Support Questions
Find answers, ask questions, and share your expertise
Announcements
Alert: Welcome to the Unified Cloudera Community. Former HCC members be sure to read and learn how to activate your account here.

CDH installation failed on all machines except cloudera manager host

CDH installation failed on all machines except cloudera manager host

New Contributor

On all machines except the CM host the SCM agent is trying to heartbeat to the wrong IP address.

 

The logs show:

ERROR    Heartbeating to 172.21.8.84:7182 failed

 

The agent config.ini shows the correct IP address to the SCM server:

# Hostname of Cloudera SCM Server

server_host=192.168.56.103

 

# Port that server is listening on

server_port=7182

 

The network is set up correctly.  I've run hostname -f on all the hosts and the /etc/hosts file is configured properly on all hosts.

 

I can't figure out why it's trying to heartbeat to the wrong IP address.  Any ideas? 

6 REPLIES 6

Re: CDH installation failed on all machines except cloudera manager host

New Contributor
I noticed that in the log file I get this message. j
>>[28/Mar/2014 05:10:54 +0000] 1870 Monitor-HostMonitor throttling_logger WARNING (359 skipped) hostname elephant.dynsight.local differs from the canonical name elephant

Not sure if that provides a clue.

Re: CDH installation failed on all machines except cloudera manager host

Master Collaborator

Can you do an nslookup (or a ping) on both hostnames and see what IP is used?  (eg. elephant.dynsight.local as well as elephant).  Also, what do you have in the HOSTNAME property in /etc/sysconfig/network?

 

Things get a bit tricky in multi-homed environments and it seems that the installer somehow picked up the wrong interface.  Also, you might want to see if the Host Inspector will give you a report.  In CM, on the "Hosts" page, you can run the Host Inspector.  Not sure if it will work, though, if your agents are not connecting.

 

Finally, I would do a reverse lookup on the IP 192.168.56.103 to see if it resolves back to your expected hostname:

 

dig -x 192.168.56.103

 

 

Re: CDH installation failed on all machines except cloudera manager host

New Contributor

/etc/sysconfig/network looks like this on each host:

NETWORKING=yes

HOSTNAME=tiger.dynsight.local

 

When I run dig from tiger I get this response.  It looks like it's querying 192.168.1.1 instead of 192.168.56.1.  Any thoughts on that?

 

; <<>> DiG 9.8.2rc1-RedHat-9.8.2-0.17.rc1.el6_4.6 <<>> -x 192.168.56.103

;; global options: +cmd

;; Got answer:

;; ->>HEADER<<- opcode: QUERY, status: NOERROR, id: 20919

;; flags: qr aa rd ra; QUERY: 1, ANSWER: 0, AUTHORITY: 1, ADDITIONAL: 0

 

;; QUESTION SECTION:

;103.56.168.192.in-addr.arpa.INPTR

 

;; AUTHORITY SECTION:

103.56.168.192.in-addr.arpa. 10800 INSOAlocalhost. nobody.invalid. 1 600 1200 604800 10800

 

;; Query time: 19 msec

;; SERVER: 192.168.1.1#53(192.168.1.1)

;; WHEN: Fri Mar 28 16:19:08 2014

;; MSG SIZE  rcvd: 104

Re: CDH installation failed on all machines except cloudera manager host

Master Collaborator

That's probably because you have 192.168.1.1 defined as your "nameserver" in /etc/resolv.conf.  Or it's your default gateway and you have no DNS servers defined, so dig is trying to ask your router.  There is no ANSWER section of the dig output so that means dig was not able to resolve that IP address.  What do you have in /etc/resolv.conf and /etc/nsswitch.conf?

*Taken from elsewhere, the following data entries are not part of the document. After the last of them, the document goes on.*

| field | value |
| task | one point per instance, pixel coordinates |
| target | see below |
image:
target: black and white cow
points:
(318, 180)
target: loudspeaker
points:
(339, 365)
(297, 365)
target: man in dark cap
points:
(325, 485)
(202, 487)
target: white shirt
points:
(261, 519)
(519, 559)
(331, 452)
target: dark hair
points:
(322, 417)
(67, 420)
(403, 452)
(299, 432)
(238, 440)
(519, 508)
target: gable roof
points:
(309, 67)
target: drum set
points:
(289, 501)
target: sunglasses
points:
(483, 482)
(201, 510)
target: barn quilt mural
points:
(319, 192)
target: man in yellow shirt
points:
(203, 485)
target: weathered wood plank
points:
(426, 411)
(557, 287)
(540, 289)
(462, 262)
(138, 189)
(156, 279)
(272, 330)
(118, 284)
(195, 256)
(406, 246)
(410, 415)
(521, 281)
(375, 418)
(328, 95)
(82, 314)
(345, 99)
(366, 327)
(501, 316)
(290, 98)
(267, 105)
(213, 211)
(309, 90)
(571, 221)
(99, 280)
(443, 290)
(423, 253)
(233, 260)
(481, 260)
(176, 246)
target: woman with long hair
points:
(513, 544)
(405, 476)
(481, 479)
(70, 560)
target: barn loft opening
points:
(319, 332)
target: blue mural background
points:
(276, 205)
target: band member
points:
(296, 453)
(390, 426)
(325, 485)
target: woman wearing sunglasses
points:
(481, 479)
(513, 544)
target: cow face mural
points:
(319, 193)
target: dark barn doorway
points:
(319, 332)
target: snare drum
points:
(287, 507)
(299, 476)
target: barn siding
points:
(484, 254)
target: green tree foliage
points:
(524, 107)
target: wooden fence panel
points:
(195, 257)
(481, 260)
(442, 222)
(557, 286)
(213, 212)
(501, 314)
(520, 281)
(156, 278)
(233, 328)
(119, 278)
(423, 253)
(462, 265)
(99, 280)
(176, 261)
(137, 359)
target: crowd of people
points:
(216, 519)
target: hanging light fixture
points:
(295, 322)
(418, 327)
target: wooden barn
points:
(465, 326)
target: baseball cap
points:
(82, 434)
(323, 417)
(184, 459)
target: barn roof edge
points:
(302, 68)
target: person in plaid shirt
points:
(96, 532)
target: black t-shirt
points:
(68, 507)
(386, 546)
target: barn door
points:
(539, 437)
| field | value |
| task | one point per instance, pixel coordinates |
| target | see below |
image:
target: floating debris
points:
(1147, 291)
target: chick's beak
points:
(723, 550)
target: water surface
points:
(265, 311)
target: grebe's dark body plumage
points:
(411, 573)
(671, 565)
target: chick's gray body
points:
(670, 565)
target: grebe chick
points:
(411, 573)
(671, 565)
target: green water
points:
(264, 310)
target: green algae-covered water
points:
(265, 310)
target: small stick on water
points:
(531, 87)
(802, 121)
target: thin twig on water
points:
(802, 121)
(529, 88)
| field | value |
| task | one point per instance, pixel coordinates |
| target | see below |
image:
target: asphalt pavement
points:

Re: CDH installation failed on all machines except cloudera manager host

Super Collaborator

The following is a one liner that will check forward and reverse lookup on a node

 

python -c "import socket; print socket.getfqdn(); print socket.gethostbyname(socket.getfqdn())"

 

Hosts file layout is important as well (regardless of DNS configuration).  Review the discussion here:

 

http://www.cloudera.com/content/cloudera-content/cloudera-docs/CM4Ent/latest/Cloudera-Manager-Instal...

Re: CDH installation failed on all machines except cloudera manager host

New Contributor
I figured out the problem. My hosts file had two entries for the same ip address - one for fqdn and one for just the canonical name. It's working fine now that I've fixed that.

Thanks for all your help.